Chi-Square Tests for Homogeneity and Independence

Plain M&M's candies come in six colors: orange, yellow, brown, green, blue and red. Do do peanut M&M's. But do both types of candies share the same distribution of those colors?

If we want to investigate whether the color distribution of peanut M&M's is the same as the color distribution of plain M&M's, our hypotheses would be:

H0: The colors of plain M&M candies and the colors of peanut M&M candies have the same distribution.

HA: The colors of plain M&M candies and the colors of peanut M&M candies do not have the same distribution.

We call this a test for homogeneity, because our null hypothesis is that the two populations are homogeneous (meaning "the same").

I purchased a king-size package of plain M&M's and counted the number of each color of candy: of 102 candies in the package, 11 were blue, 25 orange, 26 green, 8 yellow, 17 brown and 15 red. I also purchased a king-size bag of peanut M&M's and counted the number of each color: of 41 candies, 7 were orange, 3 yellow, 2 brown, 8 green, 16 blue and 5 red.

We could display this sample data (the observed counts for each color in each group) in a two-way table:

  plain peanut
blue 11 16
orange 25 7
green 26 8
yellow 8 3
brown 17 2
red 15 5

If the null hypothesis is true, then the color distributions would be the same if we were to look at all plain and peanut M&M's, even though we observe some variation between the samples.
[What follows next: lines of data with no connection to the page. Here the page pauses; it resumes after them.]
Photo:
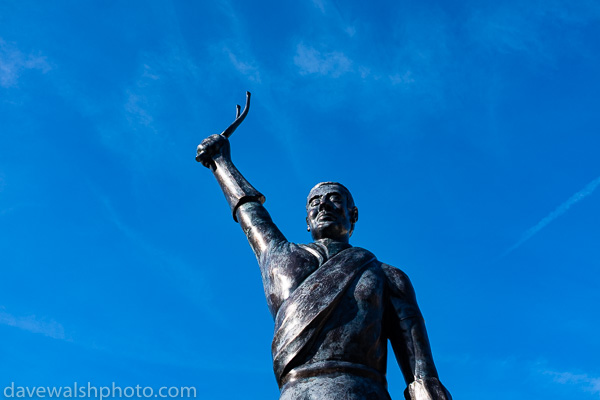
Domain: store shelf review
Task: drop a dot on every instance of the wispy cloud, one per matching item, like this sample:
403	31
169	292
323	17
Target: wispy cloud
187	279
312	61
13	62
585	382
247	68
563	208
33	324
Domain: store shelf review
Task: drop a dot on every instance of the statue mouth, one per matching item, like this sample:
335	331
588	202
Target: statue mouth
326	217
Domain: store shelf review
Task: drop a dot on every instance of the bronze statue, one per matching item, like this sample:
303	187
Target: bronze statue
334	305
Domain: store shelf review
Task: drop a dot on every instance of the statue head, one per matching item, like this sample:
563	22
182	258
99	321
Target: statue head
331	212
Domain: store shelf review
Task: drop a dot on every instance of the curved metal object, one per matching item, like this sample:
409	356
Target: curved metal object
238	117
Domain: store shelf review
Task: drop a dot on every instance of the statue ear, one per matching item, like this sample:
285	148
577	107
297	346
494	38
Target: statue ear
354	215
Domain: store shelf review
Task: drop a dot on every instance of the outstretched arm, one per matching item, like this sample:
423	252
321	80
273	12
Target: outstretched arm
408	336
243	199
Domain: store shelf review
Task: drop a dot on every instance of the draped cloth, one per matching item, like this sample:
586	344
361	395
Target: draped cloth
303	315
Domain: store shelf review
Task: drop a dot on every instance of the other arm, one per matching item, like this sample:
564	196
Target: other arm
408	336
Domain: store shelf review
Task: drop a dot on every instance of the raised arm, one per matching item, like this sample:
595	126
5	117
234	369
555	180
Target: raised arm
243	199
408	336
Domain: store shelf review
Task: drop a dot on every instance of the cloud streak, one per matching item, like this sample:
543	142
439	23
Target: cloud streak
312	61
13	62
583	381
563	208
32	324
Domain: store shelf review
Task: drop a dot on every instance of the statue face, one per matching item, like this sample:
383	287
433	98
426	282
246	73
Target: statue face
328	213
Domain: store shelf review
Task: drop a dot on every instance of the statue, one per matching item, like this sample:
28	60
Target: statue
335	306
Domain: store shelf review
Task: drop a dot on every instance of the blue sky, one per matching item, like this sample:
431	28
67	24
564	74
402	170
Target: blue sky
468	133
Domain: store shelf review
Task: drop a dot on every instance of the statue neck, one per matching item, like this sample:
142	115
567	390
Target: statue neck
332	247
Overall, we observed 11+16 = 27 blue candies out of 102+41 = 143 total candies, so `27/143 approx 0.1888`, or 18.88%, of the candies in our sample were blue. If the null hypothesis is true, we would then expect 18.88% of the 102 plain M&M's, or 102(0.1888) ≈ 19.259 of them, to be blue; likewise, we would expect 18.88% of the 41 peanut candies, or 41(0.1888) ≈ 7.74 candies, to be blue. Continuing like this, we could create a table of the expected counts for each color and each type:

  plain peanut
blue 19.259 7.741
orange 22.825 9.175
green 24.252 9.748
yellow 7.846 3.154
brown 13.552 5.448
red 14.266 5.734

Notice that none of these numbers of integers, but because these numbers are expected counts (in a mathematical model) rather than observed counts (in real life), that's OK. Notice also that the row totals and the column totals are the same as for the table of observed counts. Because of this fact, if we know the values highlighted in yellow above, we can compute the other entries in the table by knowing the row and column totals. We say that this table has 5 degrees of freedom (generally computed by multiplying (r-1)(c-1) where r is the number of row and c is the number of columns).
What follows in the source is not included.